Als Shackleton von seiner ersten Expedition zurückkehrte, war er sicher, dass entweder Scott oder Amundsen den Südpol erreichen würden, bevor er eine weitere Expedition durchführen könnte. Für ihn verblieb daher als letzte noch nicht vollbrachte Leistung die Durchquerung des antarktischen Kontinents.
Die Expedition begann am 1. August 1914, also drei Tage, bevor Grossbritannien Deutschland den Krieg erklärte. An diesem Tag startete Shackleton mit seiner «Endurance» von den Docks Londons Richtung Antarktis.
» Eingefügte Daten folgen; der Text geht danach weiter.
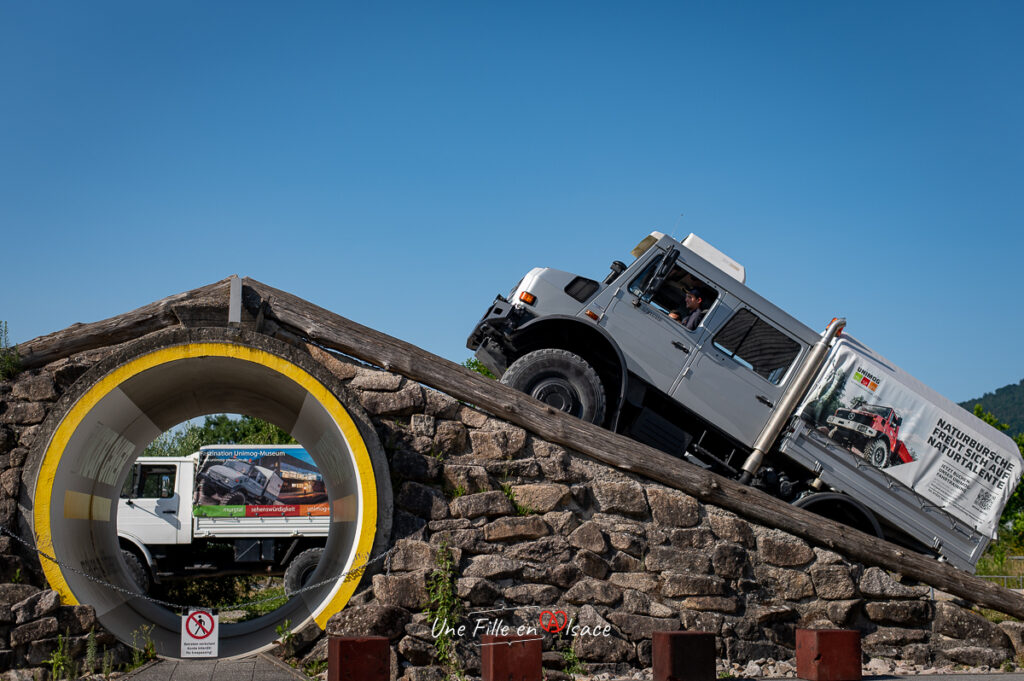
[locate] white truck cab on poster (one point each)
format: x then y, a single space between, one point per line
224 509
676 351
An Bord befanden sich neben Shackleton 27 weitere Männer, darunter ein blinder Passagier, und 69 Schlittenhunde. Die Namen der weiteren Crew-Mitglieder lauteten: Wild, Worsley, Crean, Greenstreet, Hudson,Cheetham, Rickinson, Kerr, Macklin, McIlroy, Wordie, Hussie, James, Clark, Frank Hurley, Marsden, Orde-Lees, McNish, Green, How, Bakewell, McCarthy, McLeod, Vincent, Holness, Stevenson, Blackborrow (der blinde Passagier), Gooch.
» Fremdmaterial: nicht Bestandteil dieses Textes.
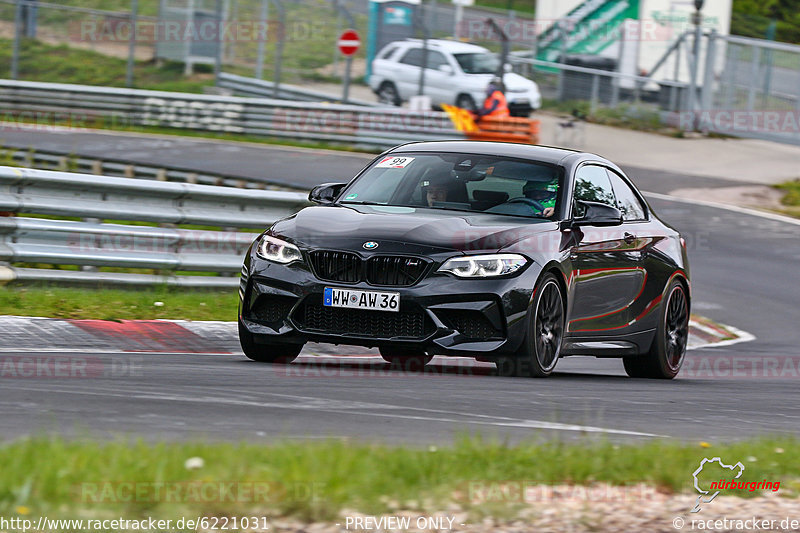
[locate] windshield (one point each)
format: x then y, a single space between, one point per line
479 63
460 182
Obwohl norwegische Walfänger auf aussergewöhnlich grosse Mengen von Packeis hinwiesen, liess Shackleton sich nicht beirren. Am 10. Januar 1915 erreichte das Schiff die Weddell Sea, wurde aber bereits am 19. Januar 1915 vom Packeis eingeschlossen. Rasch war den Männern klar, dass eine Befreiung aus dem Eis erst im antarktischen Frühling, also im September oder Oktober, möglich sein würde. Man richtete sich für einen langen, kalten Winter ein.
In kreisender Bewegung drückte in der Weddell Sea das Eis gegen die Felsenküste der antarktischen Halbinsel. Die eingeschlossene «Endurance» verdriftete mit dieser Eisbewegung von 77° bis 61° südlicher Breite und war dabei dem Druck des Eismeeres ausgesetzt:
«Die Wirkung des Druckes rundherum war furchterregend, mächtige Eisblöcke, festgehalten zwischen zusammenstossenden Eisfeldern, erhoben sich langsam, bis sie wie Kirschkerne emporschnellten, die man zwischen Daumen und Finger presst. Der Druck von Millionen Tonnen sich bewegenden Eises zermalmte und vernichtete alles unerbittlich».
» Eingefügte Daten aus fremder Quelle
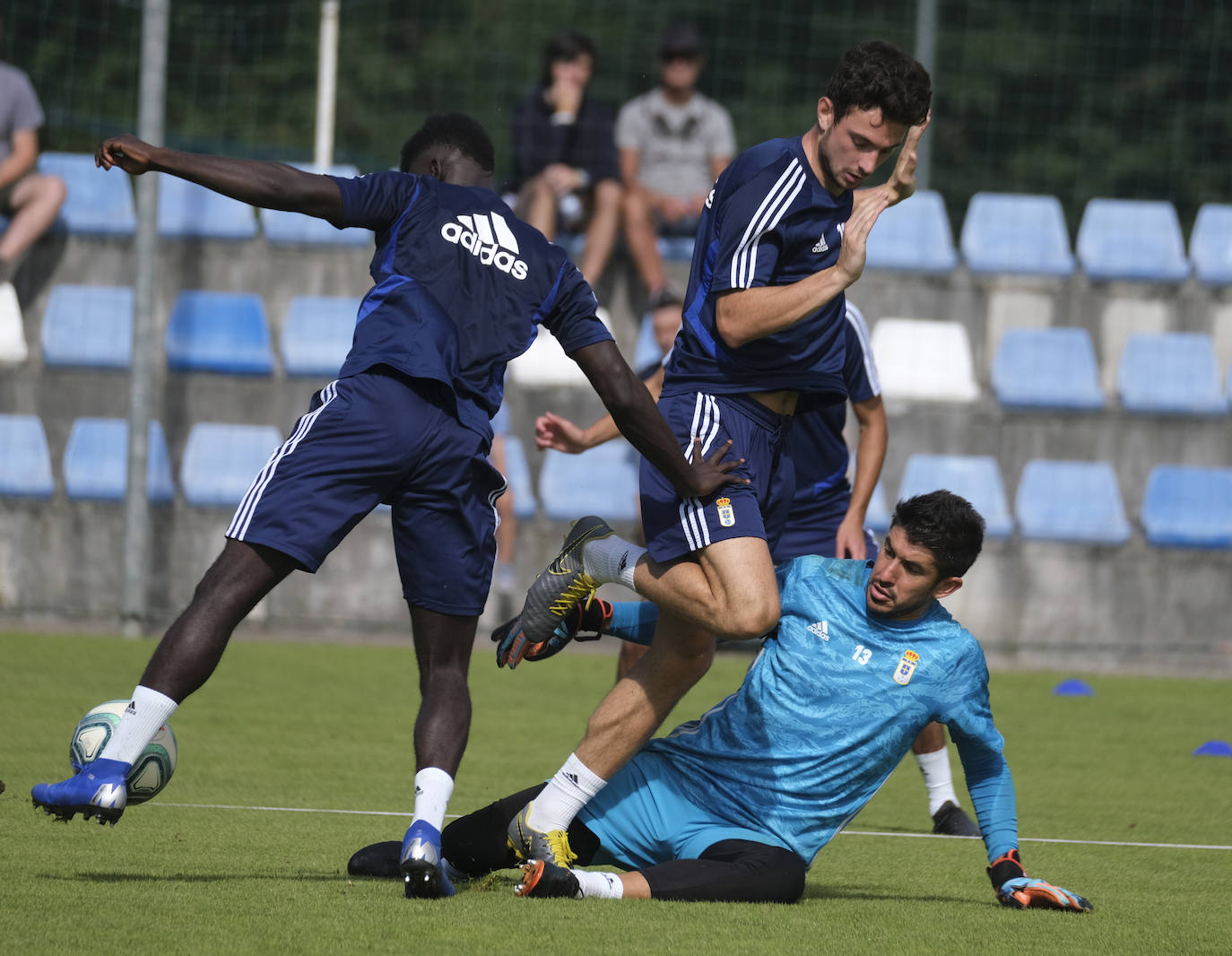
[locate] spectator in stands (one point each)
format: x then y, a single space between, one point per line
564 154
29 198
672 144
schrieb Shackleton über die Monate, in denen die «Endurance» im Eis gefangen war. Am 27. Oktober 1915 schliesslich wurde das Schiff vom Eis zerdrückt.
Drei Tage später brach die Mannschaft auf und versuchte, über das Eis zu laufen und so vielleicht die Paulet Island zu erreichen. Die Rettungsboote wurden mitgenommen, ansonsten wurde auf schweres Gepäck verzichtet.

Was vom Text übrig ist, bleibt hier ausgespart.